A patient may have capacity to consent to one procedure but not another. For example, a patient with intellectual disability may be able to give consent for a blood test but may lack the capacity to consent to a procedure with longer term consequences, such as an operation.
If a patient makes a decision that you consider irrational, their decision will stand as long as they have capacity.
Lack of capacity
If a patient lacks capacity, decisions about their treatment depend on whether:
- they have made an advance statement or an advance decision to refuse treatment
- they have conferred a lasting power of attorney on another person, giving that person the authority to make decisions on their behalf, should they lose capacity
- an independent mental capacity advocate has been assigned to represent and support the patient
If none of these conditions apply, decisions must be made on behalf of the patient by the doctor responsible for their care.

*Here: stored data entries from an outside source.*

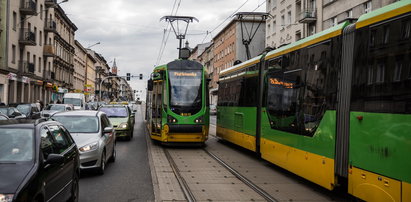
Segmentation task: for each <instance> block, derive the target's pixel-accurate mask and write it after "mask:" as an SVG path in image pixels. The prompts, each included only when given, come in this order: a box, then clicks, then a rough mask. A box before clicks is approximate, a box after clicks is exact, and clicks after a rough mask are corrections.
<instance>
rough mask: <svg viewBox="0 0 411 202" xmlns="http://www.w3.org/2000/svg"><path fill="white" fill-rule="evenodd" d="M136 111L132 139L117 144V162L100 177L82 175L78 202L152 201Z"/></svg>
mask: <svg viewBox="0 0 411 202" xmlns="http://www.w3.org/2000/svg"><path fill="white" fill-rule="evenodd" d="M141 117H142V115H141V113H140V110H139V111H138V113H136V124H135V126H134V138H133V139H132V140H131V141H124V140H119V141H117V159H116V162H114V163H109V164H108V165H107V168H106V171H105V173H104V175H98V174H94V173H93V172H82V176H81V178H80V197H79V201H81V202H83V201H98V202H102V201H110V202H111V201H116V202H122V201H125V202H128V201H154V192H153V185H152V181H151V173H150V166H149V163H148V162H149V161H148V157H147V145H146V139H145V136H144V135H145V132H144V125H143V120H142V118H141Z"/></svg>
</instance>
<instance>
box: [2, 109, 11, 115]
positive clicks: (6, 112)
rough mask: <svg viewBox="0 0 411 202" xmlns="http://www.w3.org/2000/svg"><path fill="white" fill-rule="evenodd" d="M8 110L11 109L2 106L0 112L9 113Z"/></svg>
mask: <svg viewBox="0 0 411 202" xmlns="http://www.w3.org/2000/svg"><path fill="white" fill-rule="evenodd" d="M8 110H9V109H8V108H0V112H1V113H3V114H5V115H7V114H8V113H7V112H8Z"/></svg>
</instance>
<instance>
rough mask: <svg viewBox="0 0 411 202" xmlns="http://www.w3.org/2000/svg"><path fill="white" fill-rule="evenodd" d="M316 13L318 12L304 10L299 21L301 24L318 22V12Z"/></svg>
mask: <svg viewBox="0 0 411 202" xmlns="http://www.w3.org/2000/svg"><path fill="white" fill-rule="evenodd" d="M316 11H317V10H316V9H313V8H307V9H304V10H303V11H302V12H301V13H300V19H299V20H298V22H300V23H311V22H315V21H316V20H317V12H316Z"/></svg>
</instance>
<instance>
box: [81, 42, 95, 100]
mask: <svg viewBox="0 0 411 202" xmlns="http://www.w3.org/2000/svg"><path fill="white" fill-rule="evenodd" d="M86 50H87V57H86V76H85V77H86V78H85V83H84V95H85V96H86V101H94V99H95V90H96V67H95V64H96V62H97V61H96V59H94V54H95V52H94V51H93V50H91V49H86Z"/></svg>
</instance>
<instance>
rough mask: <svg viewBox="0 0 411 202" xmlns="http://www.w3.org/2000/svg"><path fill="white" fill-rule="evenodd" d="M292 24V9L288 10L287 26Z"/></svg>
mask: <svg viewBox="0 0 411 202" xmlns="http://www.w3.org/2000/svg"><path fill="white" fill-rule="evenodd" d="M288 25H291V11H288V13H287V26H288Z"/></svg>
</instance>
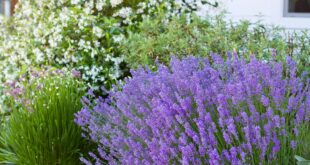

Any decision made on a patient's behalf must be in their best interests, considering their preferences, wishes, beliefs and 9values. Whenever possible, the views of the family and friends of the patient should be sought when making such decisions.
Capacity in children
In most countries, as in the UK, over 16s are regarded as adults and have capacity by default. Under 16s can give consent on their own behalf if they are judged to understand what a treatment involves and its possible consequences (termed Gillick competence).